Many differences, in fact.
The most obvious one is that one is a language and the other is a word in the language.
But the more important difference is that dead languages stop changing. They become, to metaphorize the discussion, a noun. Living languages change constantly: they’re verbs.
And verbs aren’t things you study or idolize or forbid. Verbs are what you do. Living languages are performed constantly by the folks that use them. The meanings of the words therein aren’t determined by a dictionary or by an etymologist or by any expert whatsoever (possibly excepting, of course, technical jargon–but even there I’d make the case that that’s not an exception, were that case not a hijack).
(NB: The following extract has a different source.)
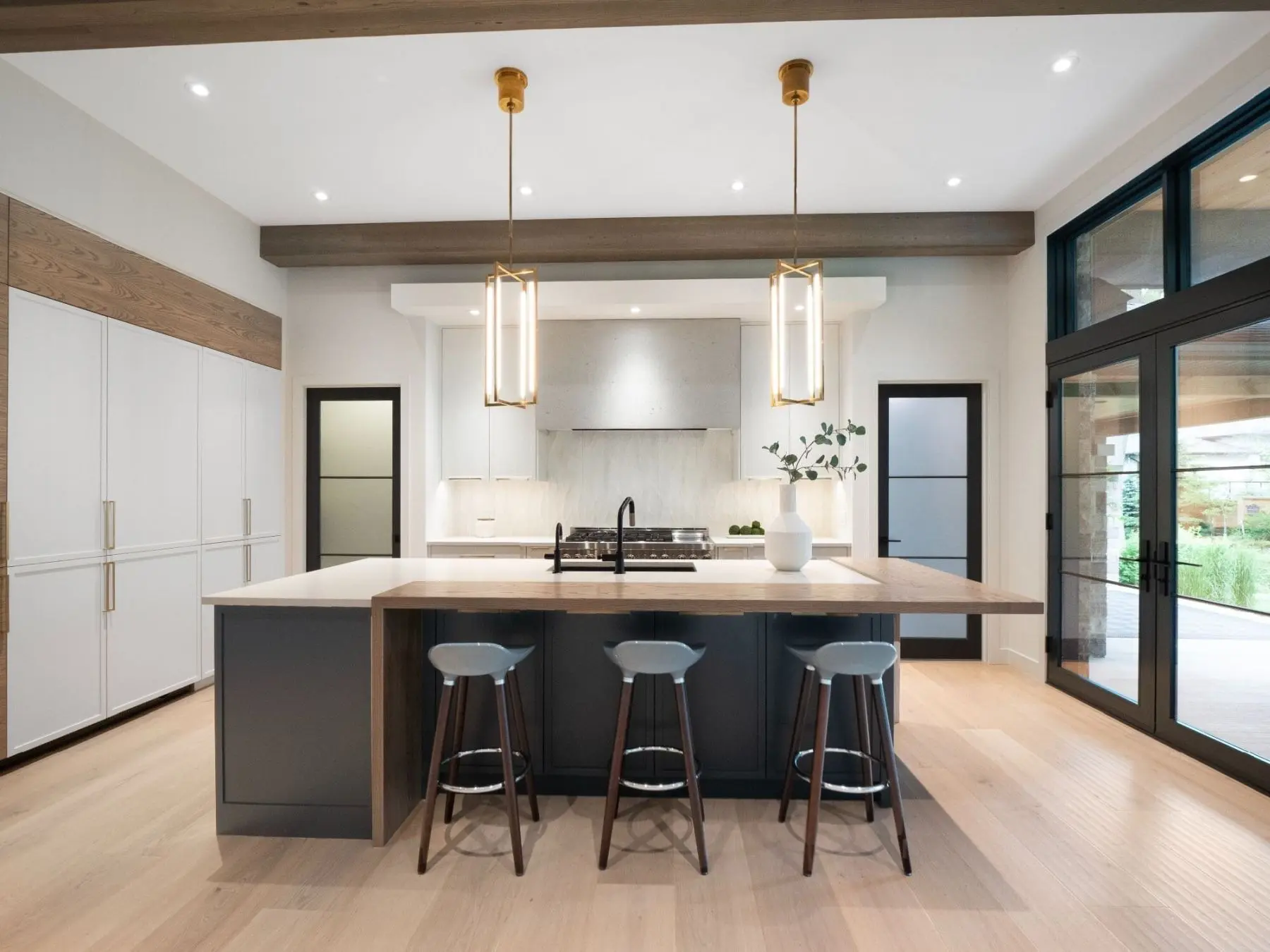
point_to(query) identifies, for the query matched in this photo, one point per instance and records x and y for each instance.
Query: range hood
(639, 374)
The meanings of the words are determined dynamically and cooperatively in the interchange between speaker and audience.
And the meaning isn’t just denotation. The meaning of a word includes its phonemes, its cultural baggage, its allusions, the knowledge of both speaker and audience, and more. The more of these aspects of a word you can yoke to your purpose, the more powerful your speech will be.
An ideologue, of course, might be willing to elevate principle over communication. He might decide that a phrase like “double-plus ungood,” even though it doesn’t communicate meaning as well as “malign”, is the word he wants to use, merely to promote a political agenda. Similarly, he might decide that the word “niggardly,” even though it’s going to distract and undermine his meaning more than a word like “miserly,” is the word he wants to use, merely to promote a political agenda.
But a powerful communicator won’t do so. A powerful communicator chooses the word that conveys meaning most clearly, without distractions, to the intended audience.
We each gotta choose whether we’re the ideologue or the communicator.